# Shurflo Water Pump Oem



## Leedek (Nov 28, 2010)

I have been having some water pump problems so I investigated the warranty for my OEM Shurflo pump Model number 2088-422-144. It seems the Shurflo aftermarket pump 2088-422-444 has a *two* year warranty and the OEM has a *one* year. The Shurflo technician sent me to this site: 2088 pumps Toward the bottom of page 4 it states;* " *_*Pumps installed as original equipment fall under the warranty supplied by the manufacturer, as outlined in document MS- 030-123."*

_The technician could not find a link to MS-030-123 but he sent me a PDF in my email. Unfortunately I do not know how to attach a PDF to this posting. I would 
be happy to send anyone a copy if they think they have a need. I have a need to prove the pump is warranted for only a year because my Good Sam Extended 
Service Policy will only pay for a replacement if the manufacturer does not cover it under warranty. It is really strange that Shurflo OEM is one year and aftermarket is two. It's is the same pump specs, so what's different?

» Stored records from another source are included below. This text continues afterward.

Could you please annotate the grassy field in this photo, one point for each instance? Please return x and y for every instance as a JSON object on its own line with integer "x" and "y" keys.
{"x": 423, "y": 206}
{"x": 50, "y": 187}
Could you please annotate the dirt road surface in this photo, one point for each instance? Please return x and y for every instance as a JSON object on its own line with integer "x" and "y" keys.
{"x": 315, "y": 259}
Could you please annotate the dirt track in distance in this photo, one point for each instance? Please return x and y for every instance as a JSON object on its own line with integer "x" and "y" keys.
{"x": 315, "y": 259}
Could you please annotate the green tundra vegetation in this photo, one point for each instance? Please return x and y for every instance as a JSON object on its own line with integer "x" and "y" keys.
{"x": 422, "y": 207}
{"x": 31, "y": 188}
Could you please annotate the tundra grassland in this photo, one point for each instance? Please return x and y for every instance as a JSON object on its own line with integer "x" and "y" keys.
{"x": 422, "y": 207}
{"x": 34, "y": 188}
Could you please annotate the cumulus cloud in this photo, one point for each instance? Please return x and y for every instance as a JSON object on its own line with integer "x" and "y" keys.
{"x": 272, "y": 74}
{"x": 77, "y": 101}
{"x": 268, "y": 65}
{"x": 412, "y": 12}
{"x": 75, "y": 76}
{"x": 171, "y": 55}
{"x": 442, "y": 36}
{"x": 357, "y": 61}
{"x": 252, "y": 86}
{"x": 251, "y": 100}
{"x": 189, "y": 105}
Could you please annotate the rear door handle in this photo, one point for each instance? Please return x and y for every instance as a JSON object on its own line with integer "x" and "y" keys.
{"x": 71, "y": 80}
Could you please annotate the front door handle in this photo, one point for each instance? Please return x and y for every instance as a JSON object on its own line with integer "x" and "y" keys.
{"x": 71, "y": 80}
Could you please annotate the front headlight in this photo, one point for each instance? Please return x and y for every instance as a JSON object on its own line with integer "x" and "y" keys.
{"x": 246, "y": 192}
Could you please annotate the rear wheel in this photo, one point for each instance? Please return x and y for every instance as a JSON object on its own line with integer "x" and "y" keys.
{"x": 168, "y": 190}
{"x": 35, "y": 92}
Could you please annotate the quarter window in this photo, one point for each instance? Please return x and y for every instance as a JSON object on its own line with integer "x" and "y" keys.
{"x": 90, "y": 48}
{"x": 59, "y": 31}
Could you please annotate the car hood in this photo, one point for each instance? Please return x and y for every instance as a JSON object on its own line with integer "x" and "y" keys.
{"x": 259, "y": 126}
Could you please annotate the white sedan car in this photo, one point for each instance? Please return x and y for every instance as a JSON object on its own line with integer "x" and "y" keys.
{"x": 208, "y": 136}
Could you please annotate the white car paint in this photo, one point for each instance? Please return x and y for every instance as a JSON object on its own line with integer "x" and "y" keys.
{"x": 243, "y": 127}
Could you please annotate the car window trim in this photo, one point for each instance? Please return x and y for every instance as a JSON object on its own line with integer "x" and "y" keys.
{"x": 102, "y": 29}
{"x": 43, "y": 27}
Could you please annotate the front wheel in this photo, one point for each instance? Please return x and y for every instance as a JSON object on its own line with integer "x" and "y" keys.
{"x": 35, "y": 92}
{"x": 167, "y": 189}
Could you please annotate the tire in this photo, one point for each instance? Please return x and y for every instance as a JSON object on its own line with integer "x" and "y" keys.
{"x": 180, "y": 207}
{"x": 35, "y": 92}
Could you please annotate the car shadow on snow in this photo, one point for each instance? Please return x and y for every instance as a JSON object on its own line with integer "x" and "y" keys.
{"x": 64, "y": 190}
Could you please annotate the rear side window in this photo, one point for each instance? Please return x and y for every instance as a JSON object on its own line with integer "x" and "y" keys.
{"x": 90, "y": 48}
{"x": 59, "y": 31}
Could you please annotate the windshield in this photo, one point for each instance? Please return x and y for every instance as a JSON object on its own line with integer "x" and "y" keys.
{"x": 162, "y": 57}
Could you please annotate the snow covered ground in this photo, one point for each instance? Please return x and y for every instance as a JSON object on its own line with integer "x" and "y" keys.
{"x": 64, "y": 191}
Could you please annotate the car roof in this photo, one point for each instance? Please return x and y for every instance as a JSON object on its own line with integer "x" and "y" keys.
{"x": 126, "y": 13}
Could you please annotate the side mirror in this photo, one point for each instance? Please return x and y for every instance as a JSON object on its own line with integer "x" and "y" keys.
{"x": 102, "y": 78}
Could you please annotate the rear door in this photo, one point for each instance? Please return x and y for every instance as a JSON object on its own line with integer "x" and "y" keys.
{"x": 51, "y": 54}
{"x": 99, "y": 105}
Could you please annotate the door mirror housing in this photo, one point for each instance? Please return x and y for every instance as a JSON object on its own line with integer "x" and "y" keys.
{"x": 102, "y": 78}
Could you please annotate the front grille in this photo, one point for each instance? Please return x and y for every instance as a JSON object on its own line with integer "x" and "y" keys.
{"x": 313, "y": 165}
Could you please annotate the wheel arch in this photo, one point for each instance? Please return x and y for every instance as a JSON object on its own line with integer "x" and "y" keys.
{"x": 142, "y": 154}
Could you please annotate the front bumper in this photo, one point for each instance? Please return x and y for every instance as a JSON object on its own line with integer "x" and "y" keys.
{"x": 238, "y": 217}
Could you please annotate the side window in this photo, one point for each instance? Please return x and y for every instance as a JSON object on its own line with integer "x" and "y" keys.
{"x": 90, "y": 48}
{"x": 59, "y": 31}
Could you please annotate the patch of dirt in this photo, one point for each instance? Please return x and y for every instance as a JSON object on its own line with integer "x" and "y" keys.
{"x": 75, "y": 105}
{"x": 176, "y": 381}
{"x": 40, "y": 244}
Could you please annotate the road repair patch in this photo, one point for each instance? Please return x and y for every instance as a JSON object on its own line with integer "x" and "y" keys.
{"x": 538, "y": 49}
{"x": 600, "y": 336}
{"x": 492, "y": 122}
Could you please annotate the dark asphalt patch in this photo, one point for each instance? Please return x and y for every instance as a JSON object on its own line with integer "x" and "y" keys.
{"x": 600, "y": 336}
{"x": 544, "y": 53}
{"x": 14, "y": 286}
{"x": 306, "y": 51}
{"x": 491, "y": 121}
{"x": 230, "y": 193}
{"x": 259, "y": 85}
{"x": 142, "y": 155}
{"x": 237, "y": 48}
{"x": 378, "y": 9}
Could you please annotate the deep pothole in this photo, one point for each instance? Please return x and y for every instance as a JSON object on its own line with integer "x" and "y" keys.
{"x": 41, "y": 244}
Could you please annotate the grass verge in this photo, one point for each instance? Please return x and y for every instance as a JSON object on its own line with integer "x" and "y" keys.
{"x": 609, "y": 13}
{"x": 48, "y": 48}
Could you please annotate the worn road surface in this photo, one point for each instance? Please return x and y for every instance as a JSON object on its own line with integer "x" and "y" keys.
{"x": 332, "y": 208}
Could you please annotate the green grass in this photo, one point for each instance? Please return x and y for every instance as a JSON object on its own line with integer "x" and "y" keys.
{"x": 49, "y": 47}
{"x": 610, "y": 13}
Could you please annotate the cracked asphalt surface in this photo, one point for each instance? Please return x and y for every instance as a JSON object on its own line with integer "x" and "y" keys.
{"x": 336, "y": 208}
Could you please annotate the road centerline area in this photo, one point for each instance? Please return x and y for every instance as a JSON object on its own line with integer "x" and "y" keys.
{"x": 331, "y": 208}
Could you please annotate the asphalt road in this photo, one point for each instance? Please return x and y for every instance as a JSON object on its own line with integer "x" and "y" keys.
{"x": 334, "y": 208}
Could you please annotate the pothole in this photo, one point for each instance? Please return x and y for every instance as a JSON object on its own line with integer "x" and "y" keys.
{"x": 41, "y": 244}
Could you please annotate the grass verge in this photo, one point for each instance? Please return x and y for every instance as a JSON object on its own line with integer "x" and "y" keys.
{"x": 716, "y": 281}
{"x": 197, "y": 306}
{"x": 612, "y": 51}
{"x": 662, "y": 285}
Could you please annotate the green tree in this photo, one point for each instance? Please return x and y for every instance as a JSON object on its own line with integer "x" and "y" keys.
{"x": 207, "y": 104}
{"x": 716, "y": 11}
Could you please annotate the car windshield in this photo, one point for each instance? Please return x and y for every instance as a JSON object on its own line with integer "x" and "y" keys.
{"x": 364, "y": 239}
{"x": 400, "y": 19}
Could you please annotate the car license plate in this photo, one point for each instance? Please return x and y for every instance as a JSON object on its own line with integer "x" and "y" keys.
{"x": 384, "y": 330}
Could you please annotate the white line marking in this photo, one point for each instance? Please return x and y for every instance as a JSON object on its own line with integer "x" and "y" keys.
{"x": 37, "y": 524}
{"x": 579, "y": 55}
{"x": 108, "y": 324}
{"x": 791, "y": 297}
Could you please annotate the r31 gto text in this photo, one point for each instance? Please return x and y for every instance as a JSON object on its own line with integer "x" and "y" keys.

NOTE: I investigated the replacement so that I'm prepared to request a new one. I still need to see if the pump is just fouled with bits of plastic of other crude. I just like to be prepared . Hope this helps someone.


----------



## CamperAndy (Aug 26, 2004)

Under the reply box is an "Attachments" function where you can choose and attach files. You can not use the fast reply, you have to use the full add reply.


----------



## Insomniak (Jul 7, 2006)

If you don't get any resolution from Shurflo, you may just want to consider one of their newer "Revolution" pumps. Haven't tried one yet, but I've heard good things about the four-chambered design - quieter, with good flow and pressure. They also seem to be as indestructable as the old "classic" pump. Looks like the best price is at Amazon: http://www.amazon.com/SHURflo-4008-101-E65-Revolution-Water-Pump/dp/B002XM5G70/ref=sr_1_1?ie=UTF8&qid=1363499594&sr=8-1&keywords=shurflo+4088


----------



## Leedek (Nov 28, 2010)

Leedek said:


> I have been having some water pump problems so I investigated the warranty for my OEM Shurflo pump Model number 2088-422-144. It seems the Shurflo aftermarket pump 2088-422-444 has a *two* year warranty and the OEM has a *one* year. The Shurflo technician sent me to this site: 2088 pumps Toward the bottom of page 4 it states;* " *_*Pumps installed as original equipment fall under the warranty supplied by the manufacturer, as outlined in document MS- 030-123."*
> 
> _The technician could not find a link to MS-030-123 but he sent me a PDF in my email. Unfortunately I do not know how to attach a PDF to this posting. I would
> be happy to send anyone a copy if they think they have a need. I have a need to prove the pump is warranted for only a year because my Good Sam Extended
> ...


Thanks to Camper Andy I found the attachment thingy. Now the Shurflo Warranty sheet is attached. As a final note on my pump. I finally got it removed yesterday. I never found any debris in the pump chamber but when I reassembled it and tested it. Magically it began working. Must have been a small piece of stuff that flushed away.I HATE GREMLINS.


----------